L’agape est un repas.

Un repas qui est une scène répétée avec soin depuis les débuts du christianisme. C’est le repas des premiers fidèles, celui de l’eucharistie.

C’est un repas dont on ne peut pas profiter seul. Il n’y a agape que s’il y a partage. C’est d’ailleurs ce qui fait que l’agape désigne aussi un repas qu’on donne à ceux qui en ont besoin. On reconnait là le glissement sémantique qui a été sensiblement le même pour l’obole.

 

Pourtant, quelque chose résiste dans le souvenir de ce dialogue. Il y a encore du rire quand j’y pense, alors que l’analogie se tient tout à fait. Toutefois, le décalage entre les deux mots n’est pas seulement dans la spécificité plus grande encore du second, qui éclaire peu au premier abord. Ce n’est pas le même don qui est en jeu.

 

Depuis ce dialogue entendu il y a presque longtemps, je navigue en eaux troubles avec le sentiment que mon rire d’alors cache quelque chose.

 

Souvenirs de repas : repas entre amis, dîners aux chandelles, repas de famille, buffets en toutes circonstances, repas partagé dans une paroisse, repas de bienvenue, d’adieu, de grande occasion.

 

Dans l’obole, il y a quelque chose qu’on jette – au bûcher, au mendiant. Ce don marque une séparation, quand il ne conjure pas. C’est un sacrifice.

Après l’agape, on a gagné plus que d’avoir donné. Un ventre plein, des joues rouges, des mots.

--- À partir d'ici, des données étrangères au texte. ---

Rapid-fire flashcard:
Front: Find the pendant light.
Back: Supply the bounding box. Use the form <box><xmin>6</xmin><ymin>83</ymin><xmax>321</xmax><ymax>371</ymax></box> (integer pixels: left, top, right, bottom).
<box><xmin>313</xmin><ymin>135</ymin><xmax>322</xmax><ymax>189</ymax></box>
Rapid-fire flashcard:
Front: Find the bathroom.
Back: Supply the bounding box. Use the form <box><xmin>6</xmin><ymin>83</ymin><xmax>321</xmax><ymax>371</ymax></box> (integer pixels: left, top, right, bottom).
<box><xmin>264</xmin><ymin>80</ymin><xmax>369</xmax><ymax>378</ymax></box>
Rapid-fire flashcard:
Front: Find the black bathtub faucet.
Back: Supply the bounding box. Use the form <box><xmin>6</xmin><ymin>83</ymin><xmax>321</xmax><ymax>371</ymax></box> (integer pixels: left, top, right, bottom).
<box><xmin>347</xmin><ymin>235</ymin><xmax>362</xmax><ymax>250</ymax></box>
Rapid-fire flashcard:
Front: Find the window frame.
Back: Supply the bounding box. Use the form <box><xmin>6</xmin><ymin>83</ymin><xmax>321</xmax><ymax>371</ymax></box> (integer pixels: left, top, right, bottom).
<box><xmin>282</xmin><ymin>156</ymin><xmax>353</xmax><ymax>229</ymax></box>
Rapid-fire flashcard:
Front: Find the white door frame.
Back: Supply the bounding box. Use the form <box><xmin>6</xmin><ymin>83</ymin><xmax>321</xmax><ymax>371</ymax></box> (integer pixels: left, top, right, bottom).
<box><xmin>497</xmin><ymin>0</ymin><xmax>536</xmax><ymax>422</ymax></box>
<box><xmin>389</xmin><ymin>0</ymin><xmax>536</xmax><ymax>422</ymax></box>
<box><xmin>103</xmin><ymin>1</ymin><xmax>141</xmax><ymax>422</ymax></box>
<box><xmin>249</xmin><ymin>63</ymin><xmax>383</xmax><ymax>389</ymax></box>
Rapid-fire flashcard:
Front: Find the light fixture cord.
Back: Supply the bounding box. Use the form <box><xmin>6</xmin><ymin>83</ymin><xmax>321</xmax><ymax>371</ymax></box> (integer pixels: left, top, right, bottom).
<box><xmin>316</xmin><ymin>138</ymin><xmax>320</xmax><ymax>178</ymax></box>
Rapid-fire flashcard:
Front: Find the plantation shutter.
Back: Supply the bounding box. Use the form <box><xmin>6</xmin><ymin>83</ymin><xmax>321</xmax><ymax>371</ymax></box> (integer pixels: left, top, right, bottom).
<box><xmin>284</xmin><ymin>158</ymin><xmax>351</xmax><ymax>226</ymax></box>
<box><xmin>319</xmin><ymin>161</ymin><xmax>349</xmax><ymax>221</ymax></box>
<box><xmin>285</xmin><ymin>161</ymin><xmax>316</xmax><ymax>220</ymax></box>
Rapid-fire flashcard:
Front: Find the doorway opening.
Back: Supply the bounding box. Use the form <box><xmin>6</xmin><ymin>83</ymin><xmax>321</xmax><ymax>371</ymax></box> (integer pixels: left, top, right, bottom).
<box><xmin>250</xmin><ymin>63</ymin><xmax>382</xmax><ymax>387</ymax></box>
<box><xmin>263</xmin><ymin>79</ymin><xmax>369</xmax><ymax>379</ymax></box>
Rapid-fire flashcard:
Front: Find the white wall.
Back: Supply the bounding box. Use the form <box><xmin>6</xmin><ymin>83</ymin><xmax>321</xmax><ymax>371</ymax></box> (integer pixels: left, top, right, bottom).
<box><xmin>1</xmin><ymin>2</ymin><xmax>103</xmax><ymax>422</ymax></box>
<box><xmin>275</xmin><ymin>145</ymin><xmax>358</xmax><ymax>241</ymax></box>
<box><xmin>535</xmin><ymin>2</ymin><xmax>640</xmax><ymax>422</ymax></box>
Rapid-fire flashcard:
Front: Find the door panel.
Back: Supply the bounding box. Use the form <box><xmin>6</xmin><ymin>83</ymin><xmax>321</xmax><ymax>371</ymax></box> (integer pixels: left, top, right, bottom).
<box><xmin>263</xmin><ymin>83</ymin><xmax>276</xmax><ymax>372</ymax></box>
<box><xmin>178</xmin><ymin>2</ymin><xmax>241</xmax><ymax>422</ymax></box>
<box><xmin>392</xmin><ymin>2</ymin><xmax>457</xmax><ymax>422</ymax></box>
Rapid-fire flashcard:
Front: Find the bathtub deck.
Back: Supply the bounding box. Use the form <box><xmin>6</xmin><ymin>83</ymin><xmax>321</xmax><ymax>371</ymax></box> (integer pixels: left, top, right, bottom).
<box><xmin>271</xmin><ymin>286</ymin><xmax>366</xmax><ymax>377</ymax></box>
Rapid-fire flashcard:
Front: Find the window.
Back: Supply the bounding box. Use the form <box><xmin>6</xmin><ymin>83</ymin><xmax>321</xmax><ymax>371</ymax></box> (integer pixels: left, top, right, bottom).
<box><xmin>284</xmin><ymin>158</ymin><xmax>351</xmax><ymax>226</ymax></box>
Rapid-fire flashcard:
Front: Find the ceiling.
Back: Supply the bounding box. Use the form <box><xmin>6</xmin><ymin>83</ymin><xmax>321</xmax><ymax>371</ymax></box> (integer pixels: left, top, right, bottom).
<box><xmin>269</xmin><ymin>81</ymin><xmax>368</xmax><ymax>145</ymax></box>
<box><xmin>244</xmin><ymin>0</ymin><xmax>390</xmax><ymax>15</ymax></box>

Finalement, peut-être que c’est là ce qui marque la différence. L’obole, je l’imagine dans le silence gêné qui suit une supplique dans le métro ou le recueillement des funérailles. L’agape, elle, ne se passe pas de mot, elle pousse à la discussion.

 

L’agapê, que mon dictionnaire me demande de ne surtout pas confondre avec l’agape, signifie l’amour spirituel, celui de Dieu qui ne demande rien en retour. En effet, l’agape est le partage de la chaire, et pervers que je suis, je l’imagine gargantuesque. Pourtant, dans ce don qui s’abandonne dans le lien qu’il crée, je trouve qu’il y a bien plus de similitude que d’opposition. L’agape semble dire et signifier l’agapê, en être la métaphore.